The comments came as hosts Pakistan defeated India by 12 runs in the second One-day International to level the five-match series 1-1.

Frosty Sino-US relations saw an upturn in 1971 when communist China's founder Mao Zedong invited the US team for a table tennis tournament between the two countries, which did not have diplomatic relations.

The "ping-pong diplomacy" paved the way for Nixon's breakthrough visit to China a year later.

"When people can come together and travel to each other's countries to watch a conflict being played out on the field of sport as opposed to the field of battle and you see the people appreciate the other side, their talent, then why can't the same philosophy and spirit impact other aspects and normalise the relations?" Powell said.

"And let that be a hope. Let cricket influence the composite dialogue between the two countries," Powell said of India and Pakistan, who on Saturday began their first full cricketing tour after almost 15 years amid thawing ties.

The Indians will be touring Pakistan for the next month playing three more One-day Internationals and three Test matches. Earlier on Tuesday, Powell called for a "permanent" end to the infiltration of Islamic rebels in disputed Kashmir to boost the peace process between the two nuclear-armed rivals.

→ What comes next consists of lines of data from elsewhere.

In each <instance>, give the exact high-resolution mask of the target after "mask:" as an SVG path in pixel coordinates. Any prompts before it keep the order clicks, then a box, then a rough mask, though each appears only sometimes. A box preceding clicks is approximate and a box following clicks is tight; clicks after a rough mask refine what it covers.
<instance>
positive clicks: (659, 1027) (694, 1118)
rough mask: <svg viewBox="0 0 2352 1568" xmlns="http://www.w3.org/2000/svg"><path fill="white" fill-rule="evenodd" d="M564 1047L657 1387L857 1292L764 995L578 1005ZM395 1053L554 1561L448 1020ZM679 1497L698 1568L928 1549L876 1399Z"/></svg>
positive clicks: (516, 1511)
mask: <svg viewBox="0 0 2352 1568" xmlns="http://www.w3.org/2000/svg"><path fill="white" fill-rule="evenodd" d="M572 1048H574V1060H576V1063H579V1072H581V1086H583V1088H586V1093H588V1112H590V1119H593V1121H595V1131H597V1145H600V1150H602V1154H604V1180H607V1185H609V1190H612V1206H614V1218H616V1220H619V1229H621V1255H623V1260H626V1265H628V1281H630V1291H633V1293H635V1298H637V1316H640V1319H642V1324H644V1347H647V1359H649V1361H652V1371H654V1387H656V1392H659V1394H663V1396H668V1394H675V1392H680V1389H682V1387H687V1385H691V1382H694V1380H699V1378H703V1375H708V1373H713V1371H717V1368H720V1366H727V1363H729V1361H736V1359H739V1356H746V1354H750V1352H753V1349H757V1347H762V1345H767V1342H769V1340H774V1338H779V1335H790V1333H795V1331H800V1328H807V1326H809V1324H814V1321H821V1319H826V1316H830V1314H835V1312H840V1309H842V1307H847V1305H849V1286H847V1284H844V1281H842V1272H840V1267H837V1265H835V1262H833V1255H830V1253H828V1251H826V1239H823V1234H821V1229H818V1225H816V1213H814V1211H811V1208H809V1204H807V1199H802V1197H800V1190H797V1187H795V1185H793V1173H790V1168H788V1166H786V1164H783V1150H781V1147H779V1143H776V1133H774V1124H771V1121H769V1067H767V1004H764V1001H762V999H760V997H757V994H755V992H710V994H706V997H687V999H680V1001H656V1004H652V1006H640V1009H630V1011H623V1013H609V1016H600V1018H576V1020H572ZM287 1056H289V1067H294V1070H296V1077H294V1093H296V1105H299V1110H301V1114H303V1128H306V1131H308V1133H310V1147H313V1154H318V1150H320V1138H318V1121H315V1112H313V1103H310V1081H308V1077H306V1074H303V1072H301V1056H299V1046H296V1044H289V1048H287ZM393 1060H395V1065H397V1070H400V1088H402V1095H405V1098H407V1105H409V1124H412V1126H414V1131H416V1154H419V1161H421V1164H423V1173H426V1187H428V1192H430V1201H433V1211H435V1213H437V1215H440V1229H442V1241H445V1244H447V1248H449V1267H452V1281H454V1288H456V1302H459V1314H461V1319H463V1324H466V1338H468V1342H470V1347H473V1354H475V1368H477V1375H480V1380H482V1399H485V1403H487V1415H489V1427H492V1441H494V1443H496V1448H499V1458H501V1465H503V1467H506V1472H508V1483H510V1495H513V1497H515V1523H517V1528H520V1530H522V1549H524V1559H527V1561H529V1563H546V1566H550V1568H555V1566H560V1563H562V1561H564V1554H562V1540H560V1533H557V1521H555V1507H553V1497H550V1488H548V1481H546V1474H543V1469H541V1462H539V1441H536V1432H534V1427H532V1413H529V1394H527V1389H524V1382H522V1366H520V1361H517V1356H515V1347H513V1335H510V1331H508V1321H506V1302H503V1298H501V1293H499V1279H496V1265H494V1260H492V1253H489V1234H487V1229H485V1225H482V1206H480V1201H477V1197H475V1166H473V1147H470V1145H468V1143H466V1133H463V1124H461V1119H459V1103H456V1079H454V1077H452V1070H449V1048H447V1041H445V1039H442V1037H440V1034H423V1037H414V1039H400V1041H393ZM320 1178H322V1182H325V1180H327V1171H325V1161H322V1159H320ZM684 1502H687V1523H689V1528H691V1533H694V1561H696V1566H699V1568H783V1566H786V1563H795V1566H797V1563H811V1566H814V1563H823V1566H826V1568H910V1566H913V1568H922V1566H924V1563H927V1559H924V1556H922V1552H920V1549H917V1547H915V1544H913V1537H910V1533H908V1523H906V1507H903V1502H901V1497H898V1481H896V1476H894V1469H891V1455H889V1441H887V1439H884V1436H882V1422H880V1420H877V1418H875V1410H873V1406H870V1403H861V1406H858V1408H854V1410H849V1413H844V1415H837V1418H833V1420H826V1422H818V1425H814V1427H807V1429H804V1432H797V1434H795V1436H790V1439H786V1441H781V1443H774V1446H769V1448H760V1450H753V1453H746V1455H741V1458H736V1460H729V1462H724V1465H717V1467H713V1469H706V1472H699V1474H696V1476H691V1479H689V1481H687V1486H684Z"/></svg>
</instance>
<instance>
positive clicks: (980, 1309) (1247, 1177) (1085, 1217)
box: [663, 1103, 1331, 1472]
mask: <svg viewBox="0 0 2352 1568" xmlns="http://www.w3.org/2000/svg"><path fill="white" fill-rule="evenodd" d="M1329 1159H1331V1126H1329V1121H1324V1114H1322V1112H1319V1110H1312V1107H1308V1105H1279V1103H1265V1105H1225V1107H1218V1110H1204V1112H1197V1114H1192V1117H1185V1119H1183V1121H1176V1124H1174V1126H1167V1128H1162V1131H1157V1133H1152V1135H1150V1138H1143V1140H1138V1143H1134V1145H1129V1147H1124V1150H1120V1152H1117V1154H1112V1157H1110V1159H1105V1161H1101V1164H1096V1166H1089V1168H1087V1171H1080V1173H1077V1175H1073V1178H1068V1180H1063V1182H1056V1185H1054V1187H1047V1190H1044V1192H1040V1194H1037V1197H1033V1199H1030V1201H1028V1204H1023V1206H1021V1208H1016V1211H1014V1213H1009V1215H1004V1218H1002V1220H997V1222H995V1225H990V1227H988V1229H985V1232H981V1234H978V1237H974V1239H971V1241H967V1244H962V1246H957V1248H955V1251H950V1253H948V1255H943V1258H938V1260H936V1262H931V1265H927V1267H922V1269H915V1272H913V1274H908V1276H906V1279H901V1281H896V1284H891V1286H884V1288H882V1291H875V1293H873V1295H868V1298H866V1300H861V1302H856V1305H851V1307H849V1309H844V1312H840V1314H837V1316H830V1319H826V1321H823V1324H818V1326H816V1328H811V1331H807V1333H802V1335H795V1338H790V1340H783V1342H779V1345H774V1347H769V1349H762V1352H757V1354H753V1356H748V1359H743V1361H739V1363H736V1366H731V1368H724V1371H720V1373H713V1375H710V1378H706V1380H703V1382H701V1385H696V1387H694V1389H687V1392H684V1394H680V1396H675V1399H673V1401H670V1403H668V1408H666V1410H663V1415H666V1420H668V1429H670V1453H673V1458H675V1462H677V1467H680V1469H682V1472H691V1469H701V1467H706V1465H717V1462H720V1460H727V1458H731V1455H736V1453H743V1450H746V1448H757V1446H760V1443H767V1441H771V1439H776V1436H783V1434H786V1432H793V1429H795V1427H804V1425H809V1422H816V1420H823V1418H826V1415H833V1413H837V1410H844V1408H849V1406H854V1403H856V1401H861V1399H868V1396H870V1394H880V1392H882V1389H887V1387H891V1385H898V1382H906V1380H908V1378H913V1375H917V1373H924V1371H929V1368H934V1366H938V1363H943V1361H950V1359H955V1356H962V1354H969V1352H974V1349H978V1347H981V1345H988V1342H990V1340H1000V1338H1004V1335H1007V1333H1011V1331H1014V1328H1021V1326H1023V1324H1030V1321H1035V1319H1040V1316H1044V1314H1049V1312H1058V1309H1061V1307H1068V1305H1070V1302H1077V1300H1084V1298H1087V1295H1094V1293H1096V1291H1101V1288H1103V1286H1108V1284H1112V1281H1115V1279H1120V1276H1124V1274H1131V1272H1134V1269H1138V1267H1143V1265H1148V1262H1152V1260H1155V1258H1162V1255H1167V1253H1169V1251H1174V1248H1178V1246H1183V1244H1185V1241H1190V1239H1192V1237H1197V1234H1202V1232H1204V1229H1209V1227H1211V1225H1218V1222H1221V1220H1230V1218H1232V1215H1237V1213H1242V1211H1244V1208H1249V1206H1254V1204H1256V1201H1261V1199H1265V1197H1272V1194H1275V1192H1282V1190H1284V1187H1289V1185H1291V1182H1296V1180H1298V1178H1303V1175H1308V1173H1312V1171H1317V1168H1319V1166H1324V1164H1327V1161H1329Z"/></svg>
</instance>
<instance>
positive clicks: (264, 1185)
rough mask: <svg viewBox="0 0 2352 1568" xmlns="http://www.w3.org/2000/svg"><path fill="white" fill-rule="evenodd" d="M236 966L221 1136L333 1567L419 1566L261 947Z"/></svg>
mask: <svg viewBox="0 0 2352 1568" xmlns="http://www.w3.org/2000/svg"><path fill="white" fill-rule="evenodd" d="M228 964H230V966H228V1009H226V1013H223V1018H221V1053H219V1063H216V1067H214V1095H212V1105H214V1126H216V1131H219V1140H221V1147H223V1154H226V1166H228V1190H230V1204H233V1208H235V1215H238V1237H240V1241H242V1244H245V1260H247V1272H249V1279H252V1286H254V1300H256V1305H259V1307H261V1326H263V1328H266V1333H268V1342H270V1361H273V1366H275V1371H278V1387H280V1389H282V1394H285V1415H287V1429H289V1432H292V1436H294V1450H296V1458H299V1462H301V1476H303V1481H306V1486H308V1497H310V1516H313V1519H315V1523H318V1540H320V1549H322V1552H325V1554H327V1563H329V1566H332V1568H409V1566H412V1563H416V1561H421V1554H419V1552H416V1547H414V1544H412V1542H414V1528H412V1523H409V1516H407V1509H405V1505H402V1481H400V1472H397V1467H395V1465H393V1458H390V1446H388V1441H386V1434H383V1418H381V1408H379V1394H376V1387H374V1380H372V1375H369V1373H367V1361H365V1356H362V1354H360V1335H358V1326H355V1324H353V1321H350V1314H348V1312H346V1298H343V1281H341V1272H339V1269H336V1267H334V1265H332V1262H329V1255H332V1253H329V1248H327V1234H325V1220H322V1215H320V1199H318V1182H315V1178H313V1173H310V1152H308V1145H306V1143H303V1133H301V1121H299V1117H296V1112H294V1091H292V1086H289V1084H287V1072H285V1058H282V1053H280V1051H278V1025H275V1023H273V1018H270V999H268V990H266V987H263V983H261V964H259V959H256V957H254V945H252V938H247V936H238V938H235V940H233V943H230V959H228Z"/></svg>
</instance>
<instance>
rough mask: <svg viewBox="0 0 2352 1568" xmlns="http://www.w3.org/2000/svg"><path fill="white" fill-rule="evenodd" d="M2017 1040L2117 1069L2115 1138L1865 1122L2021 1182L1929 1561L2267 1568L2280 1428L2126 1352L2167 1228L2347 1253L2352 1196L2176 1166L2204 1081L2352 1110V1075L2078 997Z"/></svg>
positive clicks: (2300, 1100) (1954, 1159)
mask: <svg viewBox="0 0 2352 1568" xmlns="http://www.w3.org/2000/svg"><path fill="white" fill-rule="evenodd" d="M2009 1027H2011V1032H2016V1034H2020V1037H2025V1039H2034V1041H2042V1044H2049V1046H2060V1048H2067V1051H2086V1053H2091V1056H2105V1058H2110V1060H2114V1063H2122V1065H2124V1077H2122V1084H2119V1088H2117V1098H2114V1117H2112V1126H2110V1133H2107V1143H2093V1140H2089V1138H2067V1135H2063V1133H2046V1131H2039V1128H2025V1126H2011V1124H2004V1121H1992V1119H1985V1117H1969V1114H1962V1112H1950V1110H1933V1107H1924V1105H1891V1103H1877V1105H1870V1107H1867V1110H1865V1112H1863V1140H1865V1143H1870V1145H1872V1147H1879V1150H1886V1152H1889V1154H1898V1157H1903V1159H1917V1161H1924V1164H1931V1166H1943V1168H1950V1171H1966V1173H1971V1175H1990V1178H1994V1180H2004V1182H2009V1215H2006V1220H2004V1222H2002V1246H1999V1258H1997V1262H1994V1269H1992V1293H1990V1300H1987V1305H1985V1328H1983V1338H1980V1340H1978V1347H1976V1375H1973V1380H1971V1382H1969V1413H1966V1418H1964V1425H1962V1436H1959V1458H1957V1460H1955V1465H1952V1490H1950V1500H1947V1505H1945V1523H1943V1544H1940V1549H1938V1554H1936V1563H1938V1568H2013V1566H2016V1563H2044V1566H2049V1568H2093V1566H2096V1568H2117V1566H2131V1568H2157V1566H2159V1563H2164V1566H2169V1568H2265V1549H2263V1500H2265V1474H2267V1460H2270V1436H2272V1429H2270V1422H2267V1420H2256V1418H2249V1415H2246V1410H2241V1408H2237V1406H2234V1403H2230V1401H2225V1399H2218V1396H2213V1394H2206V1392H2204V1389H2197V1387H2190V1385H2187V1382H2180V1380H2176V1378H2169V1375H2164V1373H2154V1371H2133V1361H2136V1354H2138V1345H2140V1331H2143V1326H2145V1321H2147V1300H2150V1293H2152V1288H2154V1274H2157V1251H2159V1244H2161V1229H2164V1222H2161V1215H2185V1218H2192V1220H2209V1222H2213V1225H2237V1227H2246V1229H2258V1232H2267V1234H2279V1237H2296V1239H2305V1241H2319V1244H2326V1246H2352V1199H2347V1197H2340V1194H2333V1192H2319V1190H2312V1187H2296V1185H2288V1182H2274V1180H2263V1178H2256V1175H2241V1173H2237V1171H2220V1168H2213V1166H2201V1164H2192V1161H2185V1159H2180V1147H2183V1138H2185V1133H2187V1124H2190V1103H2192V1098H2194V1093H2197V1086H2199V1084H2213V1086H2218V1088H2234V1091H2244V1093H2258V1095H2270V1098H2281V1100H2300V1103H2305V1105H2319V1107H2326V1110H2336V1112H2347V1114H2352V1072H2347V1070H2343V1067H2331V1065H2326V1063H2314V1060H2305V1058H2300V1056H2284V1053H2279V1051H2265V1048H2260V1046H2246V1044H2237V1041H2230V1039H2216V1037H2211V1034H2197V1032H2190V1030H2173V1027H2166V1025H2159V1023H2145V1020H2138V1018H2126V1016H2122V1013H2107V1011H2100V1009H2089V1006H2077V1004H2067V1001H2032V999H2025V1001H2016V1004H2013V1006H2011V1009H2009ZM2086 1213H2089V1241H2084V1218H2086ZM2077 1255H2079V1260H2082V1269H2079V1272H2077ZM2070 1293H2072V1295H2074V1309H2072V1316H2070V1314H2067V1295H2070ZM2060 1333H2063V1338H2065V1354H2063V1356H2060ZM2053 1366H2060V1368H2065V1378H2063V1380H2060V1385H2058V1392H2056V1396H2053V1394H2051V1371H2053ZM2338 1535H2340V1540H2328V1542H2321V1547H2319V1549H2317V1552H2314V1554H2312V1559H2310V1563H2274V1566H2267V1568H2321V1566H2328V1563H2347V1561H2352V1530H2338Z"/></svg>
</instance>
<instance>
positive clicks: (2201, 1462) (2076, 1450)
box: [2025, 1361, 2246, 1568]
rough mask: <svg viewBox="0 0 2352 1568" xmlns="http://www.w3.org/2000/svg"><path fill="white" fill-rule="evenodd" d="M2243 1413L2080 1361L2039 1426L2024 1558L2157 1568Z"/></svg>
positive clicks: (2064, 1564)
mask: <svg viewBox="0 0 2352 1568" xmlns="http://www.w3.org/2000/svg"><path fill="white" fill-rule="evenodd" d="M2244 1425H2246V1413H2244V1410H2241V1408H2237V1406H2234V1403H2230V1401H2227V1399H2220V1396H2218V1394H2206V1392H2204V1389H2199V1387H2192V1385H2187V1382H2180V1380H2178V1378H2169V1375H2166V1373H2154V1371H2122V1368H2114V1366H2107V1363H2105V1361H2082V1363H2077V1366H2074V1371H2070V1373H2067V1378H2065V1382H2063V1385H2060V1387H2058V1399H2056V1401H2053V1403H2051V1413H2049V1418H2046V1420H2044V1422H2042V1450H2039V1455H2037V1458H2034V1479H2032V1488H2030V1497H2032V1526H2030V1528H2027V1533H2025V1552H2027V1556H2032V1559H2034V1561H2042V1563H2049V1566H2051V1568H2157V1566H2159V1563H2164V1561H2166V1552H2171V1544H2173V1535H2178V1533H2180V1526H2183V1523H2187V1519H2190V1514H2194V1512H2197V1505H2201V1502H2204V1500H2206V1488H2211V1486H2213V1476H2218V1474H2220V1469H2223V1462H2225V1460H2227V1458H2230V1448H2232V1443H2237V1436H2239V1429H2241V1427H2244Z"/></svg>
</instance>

Powell said cross-border movement "has gone down considerably" amid the peace drive, which coincides with Kashmir's harsh winter. "We will be watching that it stays that way," Powell said.

"I think it is important that this kind of activity is not only for the winter season but has to be more permanent," Powell said, adding that he would discuss the issue with Pakistan President Pervez Musharraf.

"There were eight baskets to the comprehensive dialogue (between India and Pakistan) and one essential element is that there should be an end to cross-border violence," Powell said.

India alleges that Pakistan has armed and funded Islamic guerrillas and helped them sneak across the de facto border in Kashmir to wage a rebellion against Indian rule in its zone of the Himalayan territory.

Pakistan pledged in a January joint statement with India that its territory would not be used as a springboard for "terrorism."

India and Pakistan, which have fought two of their three wars over Kashmir since Independence in 1947, resumed dialogue in February to try to douse animosities that nearly led to a fourth war in 2002.

Despite the progress, the two sides became embroiled in a diplomatic tiff over the talks when India objected to weekend comments by Musharraf in which he said the 56-year-old dispute over Kashmir was at the core of the discussions. India insists that Kashmir is just one issue to be dealt with.